Impacted Hostname
The host that was affected by the activity (for example, target or server).
Data Type
String
Aliases
| Use | Alias |
|---|---|
Client Console Full Name | Host (Impacted) |
Client Console Short Name | Not applicable |
Web Console Tab/Name | Host (Impacted) |
Elasticsearch Field Name | impactedName |
Rule Builder Column Name | DName |
Regex Pattern | <dname> |
NetMon Name | Not applicable |
Field Relationships
- SIP
- SIPv4
- SIPv6
- SIPv6E
- Origin Hostname
- Origin Hostname or IP
- Origin NAT IP
- DIP
- DIPv4
- DIPv6
- DIPv6E
- Impacted Hostname or IP
- Impacted NAT IP
- Origin Port
- Origin NAT Port
- Impacted Port
- Impacted NAT Port
- Origin MAC Address
- Impacted MAC Address
- Origin Interface
- Impacted Interface
- Origin Domain
- Impacted Domain
- Origin Login
- Impacted Account
- IANA Protocol Number
- IANA Protocol Name
Common Applications
Networked equipment
Use Case
Host context
MPE/Data Masking Manipulations
Polyfield – Impacted Host
Usage Standards
- Impacted is Server (In Client-Server Model).
- Impacted is Target (In Attacker-Target Model).
- Can be used for parsing fully qualified domain names for non-world wide web context hostnames.
Examples
- Windows Event Log
<Event xmlns='http://Host2/win/2004/08/events/event'><System><Provider Name='NETLOGON'/><EventID Qualifiers='0'>5805</EventID><Level></Level><Task>None</Task><Keywords></Keywords><TimeCreated SystemTime='2014-02-06T06:03:06.000000000Z'/><EventRecordID>156578</EventRecordID><Channel>System</Channel><Computer> USABLDRRECFLOW01</Computer><Security/></System><EventData>The session setup from the computer USABLDRRECFLOW02failed to authenticate.
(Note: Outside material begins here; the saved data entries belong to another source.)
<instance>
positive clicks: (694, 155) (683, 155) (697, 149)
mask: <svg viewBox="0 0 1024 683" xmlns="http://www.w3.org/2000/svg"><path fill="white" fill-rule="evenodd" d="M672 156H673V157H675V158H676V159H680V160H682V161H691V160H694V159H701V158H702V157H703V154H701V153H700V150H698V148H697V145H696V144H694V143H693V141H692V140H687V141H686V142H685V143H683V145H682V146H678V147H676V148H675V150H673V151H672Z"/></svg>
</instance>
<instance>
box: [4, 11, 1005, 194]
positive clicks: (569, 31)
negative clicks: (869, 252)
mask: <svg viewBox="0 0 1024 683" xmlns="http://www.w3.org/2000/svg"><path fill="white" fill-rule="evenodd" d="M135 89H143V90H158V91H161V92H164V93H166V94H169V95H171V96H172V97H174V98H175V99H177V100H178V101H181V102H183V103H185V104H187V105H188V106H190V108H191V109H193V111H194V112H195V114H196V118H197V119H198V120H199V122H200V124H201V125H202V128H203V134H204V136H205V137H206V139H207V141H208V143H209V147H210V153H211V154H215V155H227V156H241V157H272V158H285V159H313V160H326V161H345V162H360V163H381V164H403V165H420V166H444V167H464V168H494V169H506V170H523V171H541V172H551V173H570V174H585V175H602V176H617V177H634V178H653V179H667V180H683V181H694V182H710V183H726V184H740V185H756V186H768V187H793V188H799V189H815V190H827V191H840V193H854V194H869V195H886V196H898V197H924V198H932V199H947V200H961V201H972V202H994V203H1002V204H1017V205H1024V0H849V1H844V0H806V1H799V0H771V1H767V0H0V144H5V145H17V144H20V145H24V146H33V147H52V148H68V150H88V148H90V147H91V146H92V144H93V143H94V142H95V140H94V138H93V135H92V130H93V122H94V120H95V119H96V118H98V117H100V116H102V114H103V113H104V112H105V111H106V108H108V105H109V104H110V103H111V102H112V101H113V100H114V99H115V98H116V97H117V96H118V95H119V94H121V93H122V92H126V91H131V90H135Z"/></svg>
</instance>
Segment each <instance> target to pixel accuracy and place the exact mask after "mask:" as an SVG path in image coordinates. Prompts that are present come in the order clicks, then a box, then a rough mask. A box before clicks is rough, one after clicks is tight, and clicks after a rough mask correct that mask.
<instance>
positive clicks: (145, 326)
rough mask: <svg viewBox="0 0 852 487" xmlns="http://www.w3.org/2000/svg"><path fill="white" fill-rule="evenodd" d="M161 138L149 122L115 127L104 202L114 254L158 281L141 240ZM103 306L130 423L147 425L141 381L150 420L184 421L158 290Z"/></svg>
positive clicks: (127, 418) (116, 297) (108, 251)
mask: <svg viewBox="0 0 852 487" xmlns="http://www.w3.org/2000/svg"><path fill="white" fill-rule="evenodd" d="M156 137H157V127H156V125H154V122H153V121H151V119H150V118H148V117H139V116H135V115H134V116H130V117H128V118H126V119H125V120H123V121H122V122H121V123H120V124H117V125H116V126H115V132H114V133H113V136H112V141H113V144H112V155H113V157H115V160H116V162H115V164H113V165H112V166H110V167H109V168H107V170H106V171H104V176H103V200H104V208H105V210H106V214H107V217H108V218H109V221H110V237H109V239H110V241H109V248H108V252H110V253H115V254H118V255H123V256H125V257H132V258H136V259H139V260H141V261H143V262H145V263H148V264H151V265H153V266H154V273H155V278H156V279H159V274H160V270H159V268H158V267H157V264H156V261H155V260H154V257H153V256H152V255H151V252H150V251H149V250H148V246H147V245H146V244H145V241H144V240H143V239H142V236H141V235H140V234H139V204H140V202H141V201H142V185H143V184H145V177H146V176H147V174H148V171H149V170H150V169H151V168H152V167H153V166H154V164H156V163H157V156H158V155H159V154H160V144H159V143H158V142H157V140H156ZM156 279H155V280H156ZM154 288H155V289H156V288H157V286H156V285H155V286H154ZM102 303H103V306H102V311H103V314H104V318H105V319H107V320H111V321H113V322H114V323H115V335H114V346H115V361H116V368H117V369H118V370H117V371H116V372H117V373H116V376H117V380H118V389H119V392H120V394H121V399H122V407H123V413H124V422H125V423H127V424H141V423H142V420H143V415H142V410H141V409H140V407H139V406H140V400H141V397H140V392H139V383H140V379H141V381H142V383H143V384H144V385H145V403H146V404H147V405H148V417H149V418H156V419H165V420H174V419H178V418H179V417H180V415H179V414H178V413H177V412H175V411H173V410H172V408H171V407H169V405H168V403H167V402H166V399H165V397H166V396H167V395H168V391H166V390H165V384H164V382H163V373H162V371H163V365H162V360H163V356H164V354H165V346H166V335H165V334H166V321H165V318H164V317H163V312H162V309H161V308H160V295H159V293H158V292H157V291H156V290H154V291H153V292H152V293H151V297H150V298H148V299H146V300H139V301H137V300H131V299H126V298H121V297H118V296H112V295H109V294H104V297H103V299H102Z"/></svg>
The following error occurred:
Access is denied.</EventData></Event>
<Computer> is the origin of the log message here, but also the domain controller which the origin is trying to authenticate against and is therefore impacted. Client-Server (origin-impacted) relationship applies here. Computer client trying to authenticate is the origin of the request to the server.